Besides, the Securities and Exchange Board of India has barred these three companies and their directors from accessing the securities market.
The market regulator found that the companies had garnered capital from several investors through issuance of redeemable preference shares (RPS) and had "prima facie" violated various norms.
Sebi observed that issues by these three firms were made to more than 50 people. Under the rules, that made them public issues of debt securities requiring compulsory listing on a recognised stock exchange. They were also required to file their prospectus, which they failed to do.

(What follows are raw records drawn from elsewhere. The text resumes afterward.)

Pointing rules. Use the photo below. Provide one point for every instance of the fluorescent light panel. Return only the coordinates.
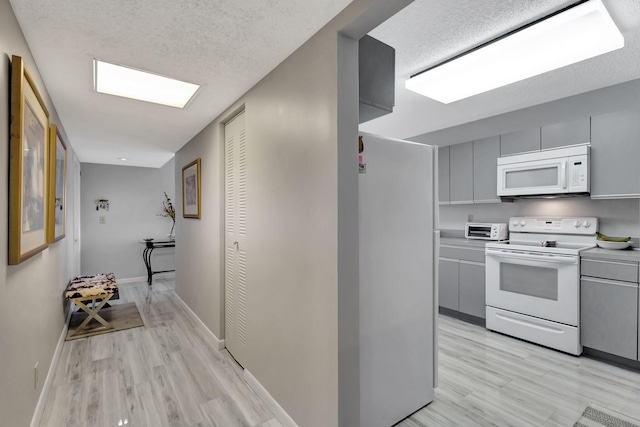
(135, 84)
(579, 33)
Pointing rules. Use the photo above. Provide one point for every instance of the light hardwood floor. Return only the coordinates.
(165, 374)
(161, 375)
(488, 379)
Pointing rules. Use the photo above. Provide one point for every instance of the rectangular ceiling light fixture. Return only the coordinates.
(131, 83)
(581, 31)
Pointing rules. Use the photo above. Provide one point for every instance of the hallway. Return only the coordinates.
(163, 374)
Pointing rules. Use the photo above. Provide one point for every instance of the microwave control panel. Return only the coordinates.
(578, 174)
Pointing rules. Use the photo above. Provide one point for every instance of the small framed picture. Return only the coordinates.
(28, 167)
(191, 190)
(57, 185)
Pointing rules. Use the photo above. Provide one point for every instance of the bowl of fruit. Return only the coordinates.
(607, 242)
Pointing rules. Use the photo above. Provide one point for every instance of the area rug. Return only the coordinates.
(596, 416)
(120, 316)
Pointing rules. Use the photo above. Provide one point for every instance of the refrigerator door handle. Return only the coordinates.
(436, 277)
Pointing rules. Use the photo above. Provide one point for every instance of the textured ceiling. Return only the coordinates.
(228, 46)
(429, 31)
(225, 46)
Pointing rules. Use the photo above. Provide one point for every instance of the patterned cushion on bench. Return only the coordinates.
(98, 285)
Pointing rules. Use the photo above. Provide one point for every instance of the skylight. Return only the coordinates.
(141, 85)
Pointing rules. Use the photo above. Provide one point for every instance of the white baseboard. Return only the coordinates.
(143, 278)
(217, 343)
(271, 403)
(42, 400)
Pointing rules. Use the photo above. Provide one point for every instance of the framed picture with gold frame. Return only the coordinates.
(191, 190)
(57, 186)
(28, 167)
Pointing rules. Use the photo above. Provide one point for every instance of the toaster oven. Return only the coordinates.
(486, 231)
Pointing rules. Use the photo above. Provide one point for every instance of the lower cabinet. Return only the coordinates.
(472, 288)
(448, 285)
(609, 316)
(462, 282)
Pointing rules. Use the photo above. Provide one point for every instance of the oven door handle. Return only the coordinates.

Accordingly, Sebi has asked FACL, KAFIL and WAL "not to mobilise funds from investors through the offer of RPS or through the issuance of equity shares or any other securities, to the public and/or invite subscription, in any manner whatsoever, either directly or indirectly, till further directions".

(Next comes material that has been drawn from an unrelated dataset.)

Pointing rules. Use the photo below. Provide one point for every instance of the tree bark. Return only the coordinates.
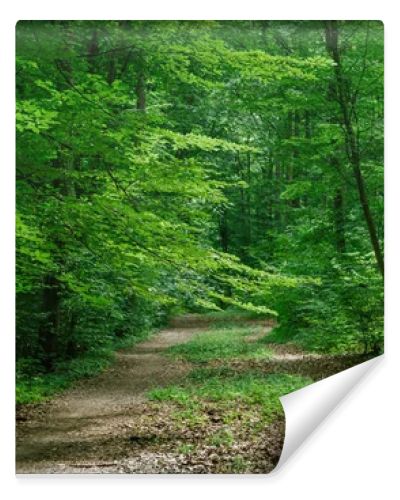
(344, 100)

These firms and their respective directors are restrained from accessing the securities market.
Sebi has also asked the entities not to dispose any of the properties or assets acquired by that company through the issue of redeemable preference shares, without prior permission from the regulator as well as not to divert the funds raised from public.
While asking FACL, KAFIL and WAL to provide a full inventory of all its assets and properties, Sebi has also asked these companies to within 21 days from the date of receipt of the order submit all relevant and necessary particulars sought by the watchdog.
According to Sebi, FACL raised Rs 25.94 lakh from 310 investors, KAFIL mopped-up Rs 49.64 lakh via 115 persons and WAL allotted redeemable preference shares to 475 individuals and mobilised funds amounting to about Rs 36 lakh.